The OED, the HT, and the HTOED – Part II: Revisions and Updates

In the first of this series of blog posts, I described the process by which the Historical Thesaurus of English was created from dictionary data, especially the Oxford English Dictionary. Today, I’ll look at some of the ways in which the data has been updated to keep it relevant as time marches unavoidably on. It is important to say at the outset that I can speak only for the Glasgow Historical Thesaurus (HT) team, not the excellent OED staff working on the version of the Thesaurus integrated into the OED site, although I will discuss the connections between these resources.

Updates to the HT and the OED Historical Thesaurus come in three main forms – updates to word data (such as attestation dates), the addition of new words, and updates to the categorisation. As with the original print HTOED (corresponding to HT version 1), word data and the words themselves are incorporated into the OED and HT as a result of research for the 3rd edition of the OED (OED3). Data is now shared on a regular basis between the HT and OED, and both resources are constantly under revision. What, then, are some of the ways in which the HT and the OED Historical Thesaurus have been updated since their publication?

Word updates are most readily apparent, and the data for this comes directly from work on OED3 for whose support and collegiality the HT team are ever grateful. The revision of the dictionary makes the data which can be ingested into the thesaurus ever more accurate. Not only are newer words added, but previous gaps in coverage are filled (thus allowing the HT to correct the lamentable absence of Bigfoot in the category of miscellaneous hairy, human-like mythical creatures!). Additionally, word attestation dates can be reliably updated, including verification of the continued currency of many words thanks to OED3 work. New words are also added to the OED Historical Thesaurus by its team, especially where appropriate categories exist, and the HT team are working hard to reflect these updates in our own ongoing revision of the HT 2nd edition (a painstaking process which is a story for another time, if ever!)

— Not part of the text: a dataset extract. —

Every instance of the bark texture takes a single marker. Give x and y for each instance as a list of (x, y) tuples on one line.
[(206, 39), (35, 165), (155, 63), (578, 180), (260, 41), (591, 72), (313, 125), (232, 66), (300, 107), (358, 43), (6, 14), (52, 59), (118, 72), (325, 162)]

Before discussing categorisation updates, it is worth noting that a couple of disparities between the HT and the OED are the result of editorial policy decisions rather than revision. Most notably, there was editorial disagreement over the appropriate place for The Universe in the thesaurus. HT categorisation is based on an explicit folk taxonomy due to its long historical reach; the Universe as distinct from the World emerges relatively recently in history, and so the HT editors placed it underneath the World category. The OED editors decided in this instance to deviate from this taxonomy and move the universe to be superordinate to the world, reflecting a more scientific worldview. As a result, the mirrored hierarchies of the Historical Thesaurus and the OED depart slightly from one another here. There are also legitimate differences in subcategories within main sequence categories; some HT categories contain only Old English words which did not survive into later periods of the language and are therefore not within the purview of the OED. These subcategories are, consequently, not represented in the OED hierarchy.

Category revision of the HT has been shaped by its use as a research tool at the University of Glasgow where, upon completion of the thesaurus, projects began to launch which explored the published data (more on these in my final blog post!). Most notable of these revisions was the adjustment of part of the hierarchy in the first of the three major branches of the HT, The World, which deals with concepts connected to the natural world. This is the largest of the three top-level categories (the other two are The Mind and Society) and was also surprisingly bottom-heavy – that is to say, there were more categories and words in the lower levels of the hierarchy than would be expected. For better balance the Glasgow team revised the structure to raise the positioning of a large section of The World so that major concepts like Food and Drink are more accessible to a user. This increased the number of ‘level 2’ categories from twenty-six to thirty-seven.

Similarly, amongst the updates to the HT 2nd edition was a hierarchy revision of category Life to become Life and Death. Death was always an incongruous daughter category of Life, but it was not feasible to move it up to be a sister category of Life as it was too small a branch of the hierarchy tree to warrant such a high position. Instead, the insertion of Life and Death acknowledges the presence of both these connected concepts. This necessitated movement of the previous Life contents into a ‘new’ Life category subordinate to Life and Death but at the same level as Source/principle of life and its siblings.

Movements of this type are rare but do happen. In some areas of the hierarchy wide-spread rearrangement of categories and their contents is necessary, especially in the category of Computing whose vocabulary has expanded massively since publication of OED2. This project is likely to be highly demanding of staff time, however, which means that as yet it has not been accomplished, although the HT and OED teams continue to consider how to make this possible. The addition and expansion of new concepts such as those for new technologies is one of the exciting ways in which the semantic inventory of English continues to grow and change.

Now that we’ve looked at the creation and updating of the Historical Thesaurus, my third and final post will consider how it has been used in academic research and the projects which have explored its data and the possibilities for utilising its unique hierarchy.